Industrialisasi pada zaman Meiji membuka kesempatan kerja bagi wanita tetapi
kondisi kerja buruk. Gadis- gadis dari pedesaan bekerja giliran siang-malam
dalam keadaan yang menyedihkan. Berbagai protes terhadap keadaan buruk
tenaga kerja wanita mengalami kegagalan. Gerakan wanita memegang peranan
penting setelah Perang Dunia 1. Dapat diringkas bahwa di Jepang, negara maju
di Asia, perasaan keadilan menimbulkan gerakan wanita disertai keyakinan
pentingnya perbaikan moral dalam masyarakat. Perkembangan selanjutnya
dipengaruhi oleh makin banyaknya wanita yang berpendidikan dan oleh
pemikiran-pemikiran Barat serta oleh kebijakan pemerintah. Gerakan wanita
mengalami masa pasang surutnya yang banyak tergantung pada keadaan politik
negara.
d.India
Menjadi jajahan inggris sejak tahun 1857 dan memperoleh kemerdekaan tahun
1947, timbul gerakan yang bergandengan dengan kemerdekaan. Dalam hal ini
Mahatma Gandhi sangat berjasa dengan mendorong wanita berpartisipasi
dalam perjuangan memperoleh kemerdekaan bangsa. Pemimpin-pemimpin lain
juga memperoleh pendidikan di Inggris. Mereka dipengaruhi oleh gagasangagasan Revolusi Perancis dan adat-istiadat yang tidak adil, khususnya tentang
kedudukan wanita di India yang menyedihkan, seperti nasib istri yang tidak
mampu membalas mas kawin dibalas dengan dibakar oleh pihak suami, gejala
pemerkosaan, pelecehan seksual, dan penguguran janin wanita.Sejak tahun
1970-an timbul gerakan untuk lebih memfokuskan pada golongan bawah yang
lebih mengalami situasi ekonomi dan politik yang sulit, selain masih
mengalami diskriminasi yang sangat tajam dalam adat-istiadat. Dalam hal ini
gerakan bantuan dari Media Massa, karenanya ada gerakan dari masyarakat,
maka pemerintah India menunjukan kesediaannya untuk melaksanakan apa
yang telah digariskan dalam perundang-undangan untuk mencapai keadilan
bagi wanita dan masyarakat pada umumnya.
e. Filipina
Sebelum dijajah oleh Spanyol pada abad ke-16 kedudukan wanita tinggi.

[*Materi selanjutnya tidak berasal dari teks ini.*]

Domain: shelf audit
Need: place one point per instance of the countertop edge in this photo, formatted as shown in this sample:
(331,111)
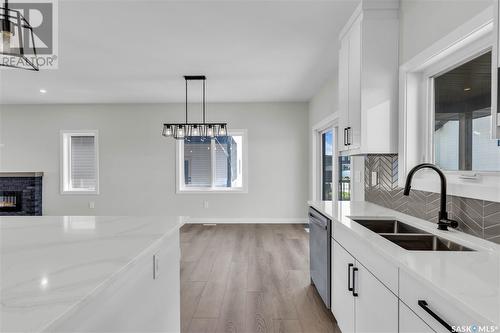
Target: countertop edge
(109,280)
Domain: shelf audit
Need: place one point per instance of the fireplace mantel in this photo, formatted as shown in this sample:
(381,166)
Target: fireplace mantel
(21,174)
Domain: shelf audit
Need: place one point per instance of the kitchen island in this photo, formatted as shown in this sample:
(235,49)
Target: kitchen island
(89,273)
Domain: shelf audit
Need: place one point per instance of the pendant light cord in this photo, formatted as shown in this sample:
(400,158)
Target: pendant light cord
(186,101)
(204,101)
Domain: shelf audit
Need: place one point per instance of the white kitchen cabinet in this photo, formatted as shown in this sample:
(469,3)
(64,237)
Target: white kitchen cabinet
(368,79)
(343,94)
(376,306)
(360,302)
(342,299)
(409,322)
(495,114)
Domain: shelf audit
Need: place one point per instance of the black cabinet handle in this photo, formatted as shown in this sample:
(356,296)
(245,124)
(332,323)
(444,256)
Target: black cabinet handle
(354,292)
(423,304)
(318,222)
(349,288)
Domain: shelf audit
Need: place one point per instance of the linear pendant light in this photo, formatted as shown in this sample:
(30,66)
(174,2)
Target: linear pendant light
(15,33)
(180,131)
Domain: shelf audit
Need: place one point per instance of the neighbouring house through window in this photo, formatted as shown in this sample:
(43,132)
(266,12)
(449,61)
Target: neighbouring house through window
(212,164)
(462,118)
(326,164)
(344,178)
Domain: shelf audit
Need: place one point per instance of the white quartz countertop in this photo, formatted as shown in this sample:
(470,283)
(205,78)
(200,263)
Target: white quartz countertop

Mereka memerintah di barangaya (desa), mereka sebagai pemuka-pemuka
agama bahkan pemimpin-pemimpin militer. Perkawinan umumnya monogamy,
anak laki-laki dan perempuan mendapat bagian yang sama dari warisan
sedangkan istri mendapat separuh dari milik bersama. Jelasnya masyarakat
pada waktu itu bersifat egaliter. Penjajahan Spanyol yang kebudayaannya
androsentris ( berpusat pada kepentingan pria), mengubah kedudukan wanita,
pemerintahan dikuasai oleh pria, kesempatan pendidikan terbatas bagi wanita.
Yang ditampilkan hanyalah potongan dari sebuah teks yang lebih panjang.